Aliens: take me to your leader

Me: Hey babe, is it okay if we have company?

@pleatedjeans

[petting stranger’s dog]
Me: what kind of dog is it?
Him: a hot dog please stop

@KatieDeal99

I like to carry binoculars when hiking so that when I make frequent stops it looks like I’m appreciating nature instead of fighting for air

@theshantilly

Handsome Stranger: Excuse me, but you’re..

Me: Gorgeous & you’ve been mustering up the courage to speak to me?

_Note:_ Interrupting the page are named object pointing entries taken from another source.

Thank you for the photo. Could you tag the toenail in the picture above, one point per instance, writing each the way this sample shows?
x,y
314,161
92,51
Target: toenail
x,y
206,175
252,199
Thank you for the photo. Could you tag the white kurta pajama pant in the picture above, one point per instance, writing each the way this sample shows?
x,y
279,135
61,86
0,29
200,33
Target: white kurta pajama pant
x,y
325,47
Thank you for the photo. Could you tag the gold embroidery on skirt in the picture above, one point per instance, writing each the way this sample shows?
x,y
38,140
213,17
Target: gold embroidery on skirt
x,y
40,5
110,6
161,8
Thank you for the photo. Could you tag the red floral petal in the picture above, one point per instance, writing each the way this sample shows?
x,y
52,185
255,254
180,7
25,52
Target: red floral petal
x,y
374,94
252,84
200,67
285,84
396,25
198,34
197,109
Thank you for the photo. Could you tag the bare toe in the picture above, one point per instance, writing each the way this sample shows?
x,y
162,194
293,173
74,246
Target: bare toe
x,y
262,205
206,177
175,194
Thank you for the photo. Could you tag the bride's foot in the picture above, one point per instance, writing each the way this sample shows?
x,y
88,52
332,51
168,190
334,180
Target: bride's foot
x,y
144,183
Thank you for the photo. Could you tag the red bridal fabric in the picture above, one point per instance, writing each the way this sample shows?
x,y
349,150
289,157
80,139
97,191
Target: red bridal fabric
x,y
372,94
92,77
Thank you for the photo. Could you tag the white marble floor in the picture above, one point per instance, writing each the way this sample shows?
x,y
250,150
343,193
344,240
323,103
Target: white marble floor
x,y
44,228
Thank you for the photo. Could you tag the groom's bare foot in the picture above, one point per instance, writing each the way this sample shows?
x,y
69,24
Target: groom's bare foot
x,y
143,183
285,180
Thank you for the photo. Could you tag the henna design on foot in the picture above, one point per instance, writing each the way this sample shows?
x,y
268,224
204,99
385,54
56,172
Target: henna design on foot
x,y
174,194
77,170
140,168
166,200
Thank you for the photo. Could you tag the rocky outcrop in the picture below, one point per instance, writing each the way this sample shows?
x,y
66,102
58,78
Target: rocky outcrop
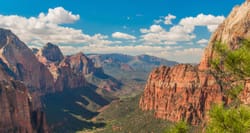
x,y
52,53
181,92
68,72
235,28
23,64
187,92
17,113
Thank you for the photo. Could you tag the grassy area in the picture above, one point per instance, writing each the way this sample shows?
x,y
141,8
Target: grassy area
x,y
124,116
71,110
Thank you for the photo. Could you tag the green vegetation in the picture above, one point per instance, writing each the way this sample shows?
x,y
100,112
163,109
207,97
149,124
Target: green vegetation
x,y
233,68
180,127
124,116
232,120
72,109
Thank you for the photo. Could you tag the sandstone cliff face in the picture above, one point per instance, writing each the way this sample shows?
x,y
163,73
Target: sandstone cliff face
x,y
23,63
235,28
187,92
67,71
181,92
17,114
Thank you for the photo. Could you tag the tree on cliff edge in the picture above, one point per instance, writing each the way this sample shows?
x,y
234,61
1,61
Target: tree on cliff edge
x,y
233,69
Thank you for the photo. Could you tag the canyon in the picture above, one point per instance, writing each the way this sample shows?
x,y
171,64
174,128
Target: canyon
x,y
187,92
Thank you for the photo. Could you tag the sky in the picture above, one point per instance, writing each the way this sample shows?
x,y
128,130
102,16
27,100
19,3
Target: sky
x,y
171,29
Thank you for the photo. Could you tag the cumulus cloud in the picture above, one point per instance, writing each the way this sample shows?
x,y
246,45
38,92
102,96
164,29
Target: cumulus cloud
x,y
58,15
120,35
181,32
202,41
46,28
166,20
169,18
158,35
210,21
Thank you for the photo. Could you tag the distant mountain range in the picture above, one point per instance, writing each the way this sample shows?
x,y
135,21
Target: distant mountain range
x,y
69,89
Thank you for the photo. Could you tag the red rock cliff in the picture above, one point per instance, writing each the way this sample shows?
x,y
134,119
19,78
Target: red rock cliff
x,y
17,113
187,92
23,63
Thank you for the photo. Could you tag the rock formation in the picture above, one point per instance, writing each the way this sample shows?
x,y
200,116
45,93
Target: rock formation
x,y
23,64
187,92
17,112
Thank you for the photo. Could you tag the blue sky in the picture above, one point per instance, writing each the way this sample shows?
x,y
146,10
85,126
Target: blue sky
x,y
171,29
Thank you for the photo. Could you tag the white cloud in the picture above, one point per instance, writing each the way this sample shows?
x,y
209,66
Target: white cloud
x,y
181,32
169,18
120,35
157,35
46,28
202,41
58,15
210,21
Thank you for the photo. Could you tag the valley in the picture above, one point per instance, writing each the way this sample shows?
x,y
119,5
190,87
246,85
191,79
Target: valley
x,y
85,83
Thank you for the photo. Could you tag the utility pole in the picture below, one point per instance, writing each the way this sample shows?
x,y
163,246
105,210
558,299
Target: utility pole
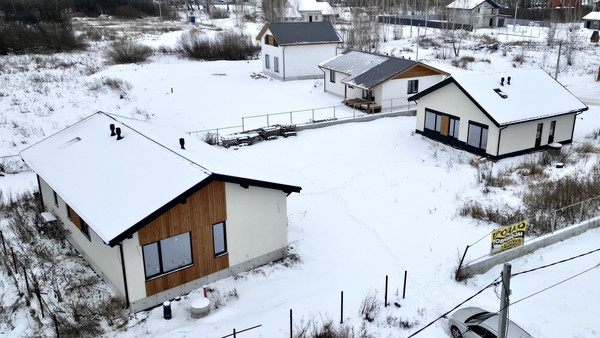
x,y
504,301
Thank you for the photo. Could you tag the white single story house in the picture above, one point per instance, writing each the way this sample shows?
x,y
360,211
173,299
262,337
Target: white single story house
x,y
476,13
292,50
498,115
592,21
381,80
157,217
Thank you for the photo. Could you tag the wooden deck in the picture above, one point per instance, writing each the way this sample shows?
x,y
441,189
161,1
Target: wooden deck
x,y
362,104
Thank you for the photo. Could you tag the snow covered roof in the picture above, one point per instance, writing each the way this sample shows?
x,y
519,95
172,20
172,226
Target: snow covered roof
x,y
116,185
592,16
367,70
296,33
470,4
530,94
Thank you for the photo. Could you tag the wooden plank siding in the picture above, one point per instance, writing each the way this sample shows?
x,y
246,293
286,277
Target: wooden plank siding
x,y
197,215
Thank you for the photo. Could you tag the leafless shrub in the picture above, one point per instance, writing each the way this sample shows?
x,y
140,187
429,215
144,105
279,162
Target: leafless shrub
x,y
219,14
210,138
370,307
463,62
128,51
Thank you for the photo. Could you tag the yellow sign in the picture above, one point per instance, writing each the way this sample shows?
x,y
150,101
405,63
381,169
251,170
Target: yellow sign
x,y
508,237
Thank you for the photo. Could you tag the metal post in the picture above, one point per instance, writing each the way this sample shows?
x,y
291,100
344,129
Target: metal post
x,y
342,308
504,301
385,297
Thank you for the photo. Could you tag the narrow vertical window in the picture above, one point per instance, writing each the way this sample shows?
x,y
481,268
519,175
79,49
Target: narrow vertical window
x,y
219,239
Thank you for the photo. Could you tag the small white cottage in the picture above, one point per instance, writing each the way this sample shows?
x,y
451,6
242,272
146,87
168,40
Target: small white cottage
x,y
498,115
154,215
293,50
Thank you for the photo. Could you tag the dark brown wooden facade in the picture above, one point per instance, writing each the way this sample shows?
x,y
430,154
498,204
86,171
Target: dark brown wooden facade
x,y
197,215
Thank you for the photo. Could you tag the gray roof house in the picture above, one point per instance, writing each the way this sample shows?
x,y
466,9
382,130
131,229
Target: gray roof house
x,y
499,115
292,50
375,82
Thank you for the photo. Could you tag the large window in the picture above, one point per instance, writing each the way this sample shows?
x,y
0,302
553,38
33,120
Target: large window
x,y
167,255
413,87
477,136
219,239
442,123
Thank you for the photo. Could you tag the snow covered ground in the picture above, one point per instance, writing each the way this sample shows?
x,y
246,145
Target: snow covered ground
x,y
378,200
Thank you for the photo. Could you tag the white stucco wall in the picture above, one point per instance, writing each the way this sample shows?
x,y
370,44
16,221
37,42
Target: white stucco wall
x,y
256,222
105,260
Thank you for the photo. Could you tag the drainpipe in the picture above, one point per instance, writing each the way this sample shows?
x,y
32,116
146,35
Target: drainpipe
x,y
499,140
283,61
124,275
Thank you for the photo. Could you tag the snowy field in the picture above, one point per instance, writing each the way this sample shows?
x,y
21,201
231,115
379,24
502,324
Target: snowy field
x,y
377,199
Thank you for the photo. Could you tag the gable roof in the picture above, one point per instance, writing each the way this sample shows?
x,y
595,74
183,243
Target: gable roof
x,y
298,33
119,186
368,70
470,4
532,94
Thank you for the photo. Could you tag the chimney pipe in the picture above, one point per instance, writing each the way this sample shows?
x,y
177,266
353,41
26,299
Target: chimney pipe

HS: ..blocking the pickles.

@Cheeseboy22

One of the World’s Strongest Man events should be “Pulling apart two shopping carts that are stuck together.”

@fro_vo

Cop: i told you this land is off limits
Me: oh i thought you said it was all flimits
Cop: wtf are flimits
Me: idk let’s go look
Cop: ok

@Loli_Sug

My boss bought a breathalyzer for our office because everyone comes back from lunch drunk. My personal best is .16

@HatfieldAnne

Admit it, no one really knows how to use the memory function on a calculator. We’re all just too embarrassed to ask now.

@yungshepherdboy

[walking away from taco truck]
WIFE: whats wrong
ME: nothing
WIFE: did u think the truck would be one giant taco
ME: *wiping away tears* no

@AndyAsAdjective

*pauses Airwolf on the VCR*
*sets wine cooler down on the coffee table*
*turns to her*

ME: what do you mean this isn’t working out?